En 2015, quatre ans plus tard, le nombre de partis ayant des options de représentation s’était multiplié et de nombreux électeurs estimaient que leurs besoins étaient à nouveau formalisés dans un scrutin. Effet contraire : les deux géants politiques du pays ont touché leur terrain dans les autonomes (44,1 % des voix) et l’ont touché dans les municipales (48,2 %). Podemos et ses marques ont balayé et les soi-disant « conseils du changement » sont arrivés, avec Pedro Santisteve donnant l’exemple en Saragosse. Aux élections législatives, légère remontée du PP et du PSOE à hauteur de 54,4%, le populaire étant à nouveau la formation avec le plus de suffrages. Cependant, à cette époque, les noms les plus répétés dans la politique nationale étaient ceux de Pablo Iglesias et d’Albert Rivera.

Quelques mois plus tard, le blocus politique a exigé une répétition des élections, déjà bien en 2016. Soutenus par la peur, cette arme tant utilisée en politique, les partis traditionnels ont une fois de plus vendu l’idée que la stabilité en Espagne se dessine avec des mouettes ou avec des roses. Les Aragonais ont fait confiance et certains de ceux qui quelques mois auparavant avaient choisi le violet et l’orange sont revenus aux couleurs primaires. 60,7 % des électeurs d’Aragon accordent leur confiance démocratique à Mariano Rajoy, qui deviendra finalement Premier ministre, et à un Pedro Sánchez qui transforme, cette même année, sa carrière politique et le destin à court terme de l’Espagne. Reflet de la société nationale, 35,89% des Aragonais faisaient confiance au PP, tandis que 24,85% continuaient à penser que le changement serait opéré par le PSOE.

2019 est déjà dans les mémoires comme l’année au cours de laquelle de nombreux Espagnols ont voté plus de fois qu’ils ne sont sortis pour faire la fête ou ont célébré un grand événement.

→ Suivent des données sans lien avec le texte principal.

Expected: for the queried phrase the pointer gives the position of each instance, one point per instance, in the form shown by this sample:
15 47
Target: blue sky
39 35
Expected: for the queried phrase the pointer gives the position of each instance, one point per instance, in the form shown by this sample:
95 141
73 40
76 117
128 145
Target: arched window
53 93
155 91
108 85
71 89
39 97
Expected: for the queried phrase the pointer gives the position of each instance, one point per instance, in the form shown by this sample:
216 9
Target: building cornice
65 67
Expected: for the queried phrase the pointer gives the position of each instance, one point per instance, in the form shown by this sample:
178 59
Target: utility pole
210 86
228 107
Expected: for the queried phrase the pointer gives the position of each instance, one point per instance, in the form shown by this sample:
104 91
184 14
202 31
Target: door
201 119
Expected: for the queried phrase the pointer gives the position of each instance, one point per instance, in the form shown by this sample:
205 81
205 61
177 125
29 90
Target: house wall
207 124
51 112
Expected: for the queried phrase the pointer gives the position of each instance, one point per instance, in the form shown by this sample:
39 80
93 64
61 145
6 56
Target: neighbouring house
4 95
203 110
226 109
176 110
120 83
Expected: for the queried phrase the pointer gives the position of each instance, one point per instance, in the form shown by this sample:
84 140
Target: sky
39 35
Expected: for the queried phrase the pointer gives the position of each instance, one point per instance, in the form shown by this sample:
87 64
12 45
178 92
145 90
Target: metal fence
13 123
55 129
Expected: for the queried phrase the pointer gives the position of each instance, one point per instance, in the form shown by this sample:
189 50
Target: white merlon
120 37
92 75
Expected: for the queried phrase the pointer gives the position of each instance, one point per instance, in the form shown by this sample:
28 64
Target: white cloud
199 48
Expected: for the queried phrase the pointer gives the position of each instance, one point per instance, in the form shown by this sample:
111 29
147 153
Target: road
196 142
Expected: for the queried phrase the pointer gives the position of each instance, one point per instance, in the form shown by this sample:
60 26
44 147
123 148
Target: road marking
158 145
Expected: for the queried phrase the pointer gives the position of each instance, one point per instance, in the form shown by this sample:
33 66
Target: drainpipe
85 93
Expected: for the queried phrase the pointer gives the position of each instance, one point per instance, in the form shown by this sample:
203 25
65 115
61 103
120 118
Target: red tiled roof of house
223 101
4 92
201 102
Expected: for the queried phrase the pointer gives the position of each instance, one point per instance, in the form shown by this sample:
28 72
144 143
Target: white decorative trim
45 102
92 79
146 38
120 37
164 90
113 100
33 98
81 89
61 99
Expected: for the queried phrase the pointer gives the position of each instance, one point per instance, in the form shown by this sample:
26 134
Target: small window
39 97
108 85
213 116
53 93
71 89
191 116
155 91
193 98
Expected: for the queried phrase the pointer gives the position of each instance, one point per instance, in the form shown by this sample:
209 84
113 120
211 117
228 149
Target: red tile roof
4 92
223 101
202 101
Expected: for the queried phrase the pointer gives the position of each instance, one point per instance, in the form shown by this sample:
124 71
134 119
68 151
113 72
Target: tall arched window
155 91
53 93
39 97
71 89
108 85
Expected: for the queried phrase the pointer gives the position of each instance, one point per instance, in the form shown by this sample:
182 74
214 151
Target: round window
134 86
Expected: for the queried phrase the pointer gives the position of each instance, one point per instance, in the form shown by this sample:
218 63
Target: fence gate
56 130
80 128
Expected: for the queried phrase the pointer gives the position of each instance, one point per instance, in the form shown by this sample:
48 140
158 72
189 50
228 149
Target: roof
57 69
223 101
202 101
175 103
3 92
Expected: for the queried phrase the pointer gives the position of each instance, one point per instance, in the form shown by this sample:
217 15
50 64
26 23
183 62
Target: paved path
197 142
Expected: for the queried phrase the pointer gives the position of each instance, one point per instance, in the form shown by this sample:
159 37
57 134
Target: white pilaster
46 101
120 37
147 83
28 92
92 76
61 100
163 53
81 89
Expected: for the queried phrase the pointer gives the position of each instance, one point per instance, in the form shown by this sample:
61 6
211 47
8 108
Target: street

Jusqu’à quatre fois, ils ont réclamé les urnes aux électeurs. Comme le montrent les données, la lassitude du PP face à la corruption a atteint son apogée et le temps de se retourner a favorisé un PSOE qui a de nouveau mené en Aragon et dans tout le pays.

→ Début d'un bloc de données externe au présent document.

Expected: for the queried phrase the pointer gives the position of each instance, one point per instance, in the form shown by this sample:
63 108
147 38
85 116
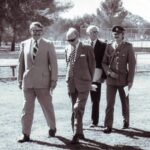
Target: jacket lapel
79 51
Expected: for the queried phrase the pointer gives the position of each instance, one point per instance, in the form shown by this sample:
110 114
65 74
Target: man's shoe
125 125
107 130
93 125
75 139
81 136
52 132
24 138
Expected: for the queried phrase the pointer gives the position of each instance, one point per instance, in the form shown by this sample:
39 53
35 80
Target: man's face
72 39
93 35
117 35
36 32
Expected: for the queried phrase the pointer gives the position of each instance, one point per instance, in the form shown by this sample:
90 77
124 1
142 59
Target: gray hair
36 24
92 28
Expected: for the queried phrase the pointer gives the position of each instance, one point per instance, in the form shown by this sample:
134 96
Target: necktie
35 48
92 43
72 59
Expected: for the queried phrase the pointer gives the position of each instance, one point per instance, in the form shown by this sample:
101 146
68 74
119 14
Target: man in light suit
80 70
99 75
37 76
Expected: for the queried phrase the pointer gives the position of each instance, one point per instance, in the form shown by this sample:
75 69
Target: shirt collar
94 42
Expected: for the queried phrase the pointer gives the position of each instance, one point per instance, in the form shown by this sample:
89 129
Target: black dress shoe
52 132
75 139
93 125
24 138
107 130
81 136
125 125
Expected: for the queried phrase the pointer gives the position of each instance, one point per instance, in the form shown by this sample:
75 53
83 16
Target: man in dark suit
99 75
119 65
37 75
80 70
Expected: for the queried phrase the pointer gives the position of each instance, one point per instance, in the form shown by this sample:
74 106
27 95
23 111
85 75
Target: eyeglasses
37 30
71 40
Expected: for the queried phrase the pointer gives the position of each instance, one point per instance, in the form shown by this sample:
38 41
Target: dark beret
118 29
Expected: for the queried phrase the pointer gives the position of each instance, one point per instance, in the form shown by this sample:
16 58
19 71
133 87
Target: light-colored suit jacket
84 67
38 73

Malgré tout, la nouvelle n’était pas dans l’arrivée de Pedro Sánchez à La Moncloa ou dans la revalidation de Lambán aux Pignatelli, mais dans la manière de le faire. Le premier a conduit le pays à un deuxième général, après la tentative ratée avec un Albert Rivera qui a ensuite commandé le cercueil de Ciudadanos ; et Sánchez a été contraint de s’entendre avec Podemos, qui avait déjà commencé à perdre des forces, pour empêcher la croissance de Vox. Lors de ces élections nationales, les partis traditionnels se sont retrouvés avec 51,6% des voix, atteignant 54,7% dans la répétition électorale. Lambán est cependant resté à 30,82% (20,89% pour le PP) et a dû serrer la main de Podemos, CHA et PAR. Dans les municipales, dominance socialiste mais records encore plus bas : 27,62% pour les progressistes contre 21,67% pour les populaires.

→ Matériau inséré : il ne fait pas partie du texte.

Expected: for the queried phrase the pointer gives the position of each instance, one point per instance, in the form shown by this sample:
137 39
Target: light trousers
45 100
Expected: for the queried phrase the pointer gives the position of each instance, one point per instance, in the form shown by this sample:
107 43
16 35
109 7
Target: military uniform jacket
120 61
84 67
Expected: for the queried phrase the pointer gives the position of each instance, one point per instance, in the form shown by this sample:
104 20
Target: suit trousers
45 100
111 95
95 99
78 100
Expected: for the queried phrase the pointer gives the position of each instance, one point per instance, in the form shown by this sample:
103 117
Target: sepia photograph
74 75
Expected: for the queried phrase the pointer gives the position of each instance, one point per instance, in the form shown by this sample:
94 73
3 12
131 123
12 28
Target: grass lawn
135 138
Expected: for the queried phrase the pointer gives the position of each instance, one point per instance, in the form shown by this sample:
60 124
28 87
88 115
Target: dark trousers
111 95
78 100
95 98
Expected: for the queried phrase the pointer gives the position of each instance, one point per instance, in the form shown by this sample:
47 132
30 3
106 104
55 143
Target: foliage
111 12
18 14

Et il y a seulement quelques semaines, le virage définitif vers la nouvelle politique et la tendance de plus en plus réelle que le bipartisme revient à prévaloir en Espagne. Le PP a remporté les élections régionales et municipales, avec respectivement 35,55 % et 37,88 %, surfant sur la vague de l’anti-sanchisme qui réclamait la fin du régime socialiste. Au PSOE, comme on dit depuis fin mai, ceux qui ont échoué étaient leurs alliés, puisqu’ils ont à peine perdu quelques points de pourcentage par rapport aux records des élections régionales et municipales de 2019.

À peine deux mois plus tard, lors des élections législatives, le PSOE est monté à 31,08 % et le PP a stagné à 36,33 %, restant le parti dominant dans la communauté. Une nouvelle tendance qui laisse Azcón proche de Pignatelli et de ses partenaires potentiels, Vox et Teruel Existe, en tant qu’héritiers des chaises qui ont appartenu pendant près d’une décennie à Ciudadanos et Podemos.

Le bipartisme n’est peut-être pas de retour parce qu’il n’est jamais tout à fait parti. Les chiffres d’aujourd’hui, 67,4% entre le PP et le PSOE, se rapprochent lentement des 79,2% avec lesquels ils régnaient en Aragon. Dans quatre ans, qui sait si plus tôt, on verra si la route n’a pas de frein ou si un nouveau coup porté à la table ébranle le plateau de jeu.